I have a Chipetin pepper I overwinter in the garage that is already producing small, very hot peppers.  Some are ready to eat size!  Peppers are a tropical perennial so can be overwintered in the garage or house to get a jump start on the next season.  Plus, if you have a pepper plant that was just outstanding the previous year, you know you will get a repeat show.

Peppers all start out green.  It is as they ripen that they turn colors.  Jalapeño will turn red if left to ripen on the vine.  The sweet peppers I am growing from seed this year will turn chocolate, red or orange.  They can be eaten either when green or after they have turned.  Their flavor, and heat, will intensify as they ripen.

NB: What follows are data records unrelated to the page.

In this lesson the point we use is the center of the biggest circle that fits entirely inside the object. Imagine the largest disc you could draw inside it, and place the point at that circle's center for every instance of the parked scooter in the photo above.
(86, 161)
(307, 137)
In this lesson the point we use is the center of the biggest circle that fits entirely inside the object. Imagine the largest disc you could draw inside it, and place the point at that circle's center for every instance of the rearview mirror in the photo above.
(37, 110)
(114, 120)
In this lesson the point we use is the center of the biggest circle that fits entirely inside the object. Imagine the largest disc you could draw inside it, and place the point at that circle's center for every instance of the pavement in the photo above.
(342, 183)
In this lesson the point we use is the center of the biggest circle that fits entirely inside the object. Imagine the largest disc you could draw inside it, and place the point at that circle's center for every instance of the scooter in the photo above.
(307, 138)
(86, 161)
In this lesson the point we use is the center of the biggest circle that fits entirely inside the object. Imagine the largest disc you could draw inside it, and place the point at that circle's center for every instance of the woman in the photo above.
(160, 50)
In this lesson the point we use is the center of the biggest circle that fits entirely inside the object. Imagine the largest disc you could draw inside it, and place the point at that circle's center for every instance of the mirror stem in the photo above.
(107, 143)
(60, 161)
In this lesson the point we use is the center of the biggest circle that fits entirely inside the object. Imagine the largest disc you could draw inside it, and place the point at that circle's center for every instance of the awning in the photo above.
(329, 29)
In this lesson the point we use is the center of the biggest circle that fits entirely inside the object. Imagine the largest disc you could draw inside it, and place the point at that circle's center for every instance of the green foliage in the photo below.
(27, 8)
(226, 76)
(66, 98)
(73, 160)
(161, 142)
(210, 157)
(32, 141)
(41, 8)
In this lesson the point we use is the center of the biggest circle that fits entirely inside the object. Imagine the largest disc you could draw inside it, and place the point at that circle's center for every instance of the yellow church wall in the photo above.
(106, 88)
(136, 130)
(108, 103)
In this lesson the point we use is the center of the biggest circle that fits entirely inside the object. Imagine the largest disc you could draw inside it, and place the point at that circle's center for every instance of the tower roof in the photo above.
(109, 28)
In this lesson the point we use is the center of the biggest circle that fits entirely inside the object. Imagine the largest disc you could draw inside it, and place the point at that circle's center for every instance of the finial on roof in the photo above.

The trick to keeping the pepper crop going is to harvest often.  It’s like the plant knows when it has its quota of peppers.  The blossoms will fall off until more are picked.  Save the seeds from your best pepper.  Seed saving-fun, easy and a cost saver

Here are some ways to preserve your pepper harvest if you have more than you can eat  Preserving peppers

Peppers have many great nutritional benefits.  They contain high amounts of vitamins C, A (carotene), K, potassium, manganese, B6 as well as a good source of fiber.  Its antioxidants help the body combat free radicals.  For more details, SELF magazine has a nice compilation of nutritional information of fruits and vegetables:  pepper nutritional info

The hotter the pepper, the more capsaicin it contains.  A tablespoon of ground chili pepper would contain between 0.8 to 480 mg of capsaicin.  In Ayurvedic medicine, capsaicin is used for digestive and circulatory health support. 

Peppers come in so many different flavors and heat intensity.  There is a pepper out there for everyone.  Combined with their carefree horticulture, they make a great plant to add to your garden this year.